【特集2 省エネ最前線】東京ガスが行動変容と機器制御によるDRを展開 

2026年6月3日

東京ガスは家庭部門の省エネ・節電を促す取り組みとしてデマンドレスポンス(DR)に注力している。きっかけは2021年夏、電力卸市場の価格高騰、供給力不足による需給ひっ迫などが相次いだことに始まる。この影響による電気料金の上昇を緩和するため、実証的にDRの取り組みを開始した。

手軽に参加できる節電 行動自体を評価する仕組み

現在、主に取り組んでいるのが行動変容DRの「IGNITUREスマートアクション」と、機器制御DRの「蓄電池ネットワークサービス」だ。
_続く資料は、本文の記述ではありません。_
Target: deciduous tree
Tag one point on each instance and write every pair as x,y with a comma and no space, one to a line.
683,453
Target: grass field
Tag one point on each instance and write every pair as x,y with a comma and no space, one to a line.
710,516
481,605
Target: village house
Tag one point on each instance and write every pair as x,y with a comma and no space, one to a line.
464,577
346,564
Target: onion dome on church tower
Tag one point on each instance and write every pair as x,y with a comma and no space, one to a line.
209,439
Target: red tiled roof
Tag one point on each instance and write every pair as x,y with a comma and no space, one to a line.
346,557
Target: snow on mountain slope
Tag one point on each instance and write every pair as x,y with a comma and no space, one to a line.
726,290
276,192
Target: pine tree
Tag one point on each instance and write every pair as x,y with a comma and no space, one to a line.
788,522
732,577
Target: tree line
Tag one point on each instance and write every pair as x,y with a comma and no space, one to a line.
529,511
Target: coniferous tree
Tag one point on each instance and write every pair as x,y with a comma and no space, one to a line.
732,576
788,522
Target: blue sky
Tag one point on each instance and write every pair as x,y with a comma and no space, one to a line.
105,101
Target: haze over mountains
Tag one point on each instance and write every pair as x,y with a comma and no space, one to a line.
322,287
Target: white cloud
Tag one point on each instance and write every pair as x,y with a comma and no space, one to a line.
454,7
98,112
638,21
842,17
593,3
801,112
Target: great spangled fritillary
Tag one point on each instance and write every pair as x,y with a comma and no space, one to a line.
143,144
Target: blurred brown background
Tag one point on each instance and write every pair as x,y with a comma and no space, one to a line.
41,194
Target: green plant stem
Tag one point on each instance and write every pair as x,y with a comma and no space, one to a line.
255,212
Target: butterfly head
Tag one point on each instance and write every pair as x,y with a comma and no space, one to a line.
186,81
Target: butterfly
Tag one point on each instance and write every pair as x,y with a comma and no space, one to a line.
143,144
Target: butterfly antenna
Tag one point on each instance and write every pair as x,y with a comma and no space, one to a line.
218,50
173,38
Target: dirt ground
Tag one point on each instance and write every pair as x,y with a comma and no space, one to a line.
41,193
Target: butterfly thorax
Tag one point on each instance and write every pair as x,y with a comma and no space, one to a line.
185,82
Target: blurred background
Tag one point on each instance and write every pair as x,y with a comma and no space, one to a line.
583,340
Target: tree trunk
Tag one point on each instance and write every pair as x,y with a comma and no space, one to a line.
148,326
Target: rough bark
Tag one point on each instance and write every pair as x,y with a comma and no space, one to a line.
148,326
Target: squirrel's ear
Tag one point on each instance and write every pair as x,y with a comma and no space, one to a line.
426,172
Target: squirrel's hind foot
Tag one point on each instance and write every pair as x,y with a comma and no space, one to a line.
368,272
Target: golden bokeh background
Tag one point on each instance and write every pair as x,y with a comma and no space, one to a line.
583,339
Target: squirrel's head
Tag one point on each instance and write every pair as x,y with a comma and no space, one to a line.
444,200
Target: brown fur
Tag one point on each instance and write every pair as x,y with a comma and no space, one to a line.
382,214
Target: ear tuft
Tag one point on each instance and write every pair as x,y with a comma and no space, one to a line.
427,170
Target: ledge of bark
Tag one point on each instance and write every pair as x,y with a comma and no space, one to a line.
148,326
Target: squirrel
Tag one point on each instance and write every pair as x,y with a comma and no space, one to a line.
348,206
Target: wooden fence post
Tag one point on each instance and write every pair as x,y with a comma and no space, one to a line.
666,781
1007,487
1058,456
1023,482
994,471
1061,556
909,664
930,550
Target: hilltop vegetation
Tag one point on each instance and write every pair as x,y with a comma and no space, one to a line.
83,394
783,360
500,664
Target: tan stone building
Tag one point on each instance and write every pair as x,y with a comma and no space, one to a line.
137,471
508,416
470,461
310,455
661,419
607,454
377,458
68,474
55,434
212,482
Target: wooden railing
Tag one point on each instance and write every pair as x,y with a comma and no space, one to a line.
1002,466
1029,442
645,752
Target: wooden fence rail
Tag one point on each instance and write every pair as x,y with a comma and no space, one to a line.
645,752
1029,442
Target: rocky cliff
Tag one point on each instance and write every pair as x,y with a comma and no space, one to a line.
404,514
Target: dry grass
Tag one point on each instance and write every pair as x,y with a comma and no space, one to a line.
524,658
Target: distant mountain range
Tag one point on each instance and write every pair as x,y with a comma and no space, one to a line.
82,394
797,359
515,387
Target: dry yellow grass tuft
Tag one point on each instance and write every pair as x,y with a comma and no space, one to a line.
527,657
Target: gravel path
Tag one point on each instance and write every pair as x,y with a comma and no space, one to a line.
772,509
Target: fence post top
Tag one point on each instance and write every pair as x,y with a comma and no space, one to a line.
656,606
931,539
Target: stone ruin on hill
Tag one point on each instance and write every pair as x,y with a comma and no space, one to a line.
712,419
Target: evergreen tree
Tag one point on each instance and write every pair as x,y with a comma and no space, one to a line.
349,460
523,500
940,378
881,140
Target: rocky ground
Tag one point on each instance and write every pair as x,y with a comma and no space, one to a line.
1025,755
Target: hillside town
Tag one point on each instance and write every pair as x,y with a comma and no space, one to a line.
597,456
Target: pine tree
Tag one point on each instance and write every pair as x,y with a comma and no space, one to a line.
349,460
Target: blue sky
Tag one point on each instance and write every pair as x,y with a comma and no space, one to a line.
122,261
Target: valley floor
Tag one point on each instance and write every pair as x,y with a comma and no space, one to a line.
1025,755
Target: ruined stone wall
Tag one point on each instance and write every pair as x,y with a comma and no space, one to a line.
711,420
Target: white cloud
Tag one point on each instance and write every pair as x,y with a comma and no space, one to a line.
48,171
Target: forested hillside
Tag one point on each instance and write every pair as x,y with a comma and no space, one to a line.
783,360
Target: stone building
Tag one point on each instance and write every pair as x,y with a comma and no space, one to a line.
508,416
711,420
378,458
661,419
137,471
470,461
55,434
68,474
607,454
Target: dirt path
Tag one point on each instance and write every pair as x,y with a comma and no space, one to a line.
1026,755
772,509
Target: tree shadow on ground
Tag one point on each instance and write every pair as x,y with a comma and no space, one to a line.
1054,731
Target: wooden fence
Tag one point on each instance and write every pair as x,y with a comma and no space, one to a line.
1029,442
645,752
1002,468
IGNITUREスマートアクションは専用機器を持たず、需要家自らの行動で手軽に参加できるのが特徴だ。東京ガスと電力契約を結んでいる需要家宛てに、需給がひっ迫する時間帯を事前にメールで通知。エントリーして当日の該当時間帯に節電した量に応じて同社の「パッチョポイント」を付与する。登録者は42万件(今年2月時点)を超えており、主にシニア世代、子育て世代など、在宅時間が長い世帯が中心だ。

行動変容DRの流れ


節電量はスマートメーターが計測する30分値の電気使用量を基にベースラインとの変化量によって算出される。当初は節電量に比例したポイント付与のみだったが、現在は複数のインセンティブを設けている。BTMカスタマー事業推進グループ事業企画室の木口莉沙係長は「日頃から節電に励む顧客は、ベースラインとなる消費量が低く、努力しても数値として表れにくいという課題があった。そこで節電量に応じたポイントに加え、エントリー者限定のポイント、対象時間帯の外出に対するポイント、キャンペーン期間中の累計節電量に応じたボーナスポイントなど、行動すること自体を評価する仕組みにした」という。こうして需要家の参加意欲を高めたことが参加者の増加につながった。


また、イオングループと連携し、節電時間に顧客に買い物や涼み場所への外出を提案する「お出かけキャンペーン」を実施。参加者は自宅の消費電力量を減らせるのに加え、「節電は意外と楽しくできるものという認識を持ってもらうきっかけになった」と木口氏は語る。


この他、ネイチャーのスマートリモコン「Nature Remo」シリーズと連携し、節電タイム中にエアコンの温度設定を自動調整するオプションを導入した。ユーザーは特段の操作なしに節電に参加でき、ポイントも獲得できる。


こうした下げDRの施策によって、生み出された調整力は東京ガス内の電力需給バランス改善に役立てられている。今後、精度が向上していけば、社会全体としてさらに活用できるものになると同社ではみている。

蓄電池をネットワーク化 充放電制御で市場活用へ

機器制御DRの蓄電池ネットワークサービスは、家庭用蓄電池をIoTでネットワーク化し、群として束ねて電力需給の調整に活用する取り組みだ。蓄電池を所有する世帯は行動したり、操作したりすることなく、同社が需要予測から判断して、下げDRを中心に、上げDRと下げDRを組み合わせて時間シフトを実施する。また、太陽光発電の自家消費運転でも最適な運用、逆潮流などでさらなるピークカットやシフトを行っている。

蓄電池ネットワークサービスの仕組み


同事業企画チームの木村駿介課長は「ネットワーク化して蓄電池にこうした制御を行うことで、新たな価値を生み出すことにつながる」と話す。これまで家庭用蓄電池を導入する目的は太陽光発電の自家消費だった。ただ、この活用法では電気代の削減効果にとどまっていた。これをネットワーク化して電力システムに組み込み、充放電時間を制御しながら電力市場で活用すると、自家消費以上の価値を生み出せる。


事業者側から見ると、家庭用蓄電池からの逆潮流はVPP(仮想発電所)の調整力を飛躍的に高める可能性を秘めており、低圧VPPの社会実装に欠かせないという。技術的にはすでに制御可能な段階にあり、同社では昨冬から容量市場の発動指令電源として実効性テストに活用するなど、部分的に運用を開始している。今後は、現在1000件超の需要家数を数万件規模へ拡大し、容量市場や需給調整市場への参加を通じた収益化と顧客への経済メリット還元の両立、系統の安定化への寄与を目指す。


同事業企画室の清水猛室長は「DRの最終目標は顧客や事業者、社会のそれぞれにメリットを享受できる三方よしとなるエコシステムの構築」と話す。昨今のエネルギー価格の変動など社会課題の解決に貢献する手段として、さらに重要性が増していくことになるだろう。